Home Care Nurses for Ladysmith Community Health Services: Joan MacKinnon, Jennifer DeClark, Rob King, Noreen Wilson (Submitted photo)

Nurses Week 2020 highlights health care champions

LCHC leader, Shauna McGoldrick says that nurses want the public to keep up their good work

The COVID-19 pandemic has given a new level of support for front life healthcare champions. National Nursing Week 2020, which is from May 11 to May 17, has given Canadians an opportunity to share further support for their nurses, and gain a greater appreciation of the work they do.

“It is such a privilege to be working side-by-side with some of the most dedicated, committed, and talented clinical staff. I’m very grateful to be having this opportunity to do this work,” Ladysmith Community Health Centre, (LCHC), leader, Shauna McGoldrick said.
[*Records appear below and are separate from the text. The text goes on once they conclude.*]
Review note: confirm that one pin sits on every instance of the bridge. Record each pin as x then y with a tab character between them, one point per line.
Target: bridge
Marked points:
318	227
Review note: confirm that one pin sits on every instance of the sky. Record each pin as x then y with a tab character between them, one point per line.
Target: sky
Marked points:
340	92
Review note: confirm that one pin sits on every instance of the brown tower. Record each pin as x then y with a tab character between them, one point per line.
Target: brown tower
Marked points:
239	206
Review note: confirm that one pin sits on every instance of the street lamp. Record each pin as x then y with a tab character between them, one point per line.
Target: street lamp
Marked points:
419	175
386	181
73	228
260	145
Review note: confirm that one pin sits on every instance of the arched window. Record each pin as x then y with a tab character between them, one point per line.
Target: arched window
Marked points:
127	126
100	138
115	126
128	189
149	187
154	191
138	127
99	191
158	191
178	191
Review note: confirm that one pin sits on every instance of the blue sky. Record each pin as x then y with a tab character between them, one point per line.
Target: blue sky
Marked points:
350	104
In the in face of the COVID-19 pandemic, McGoldrick said that nurses at LCHC are focused on safety, and prevention.

“A lot of our work flow is being mandated by the provincial health officers, and our medical health officers around what it looks like to keep people safe,” McGoldrick said.

All visitors at the LCHC undergo screening procedures to keep patients, staff, and the public safe. Nurses wear personal protective equipment (PPE), practice regular and thorough hand washing, and maintain physical distancing as much as possible. The LCHC has also pivoted to provide more online services to screen visitors for COVID-19.

“We now have a program called Intensive Home Health Monitoring. It’s a new program for people who are showing symptoms of illness or are suspected of having COVID. There are ways to monitor them virtually,” McGoldrick said.

Nanaimo General Hospital and Royal Jubilee Hospital in Victoria have been designated as COVID-19 response centres. McGoldrick said that designation is helpful for directing any COVID-19 patients that seek care at the LCHC.

“We know which people should go to which facility. All of our clinicians are also specialized at responding to situations whether they’re COVID-19 suspected or not. It’s all the same critical care skills,” she said.

Although the staff at LCHC have made a lot of changes inside the facility to adapt to COVID-19, McGoldrick said that the heart of Nurses Week has remained the same.

“We’re recognizing our champions in this fight. We’re all recognizing that we’re all responsible for keeping each other safe. In a way, it’s a the same. At the same time, the nurses are really being recognized in being those champions. They’re doing what they’ve always done in a lot of ways.”

McGoldrick said that she appreciates the nightly shows of support from the community, and the continued support shown during nurses week. However, the best way to show continued support is by staying home, and staying healthy.

“I think that every nurse would say that what they really want is for people to keep up their good work. Keep up your good work of sticking to the guidelines to keep COVID-19 at bay,” McGoldrick said.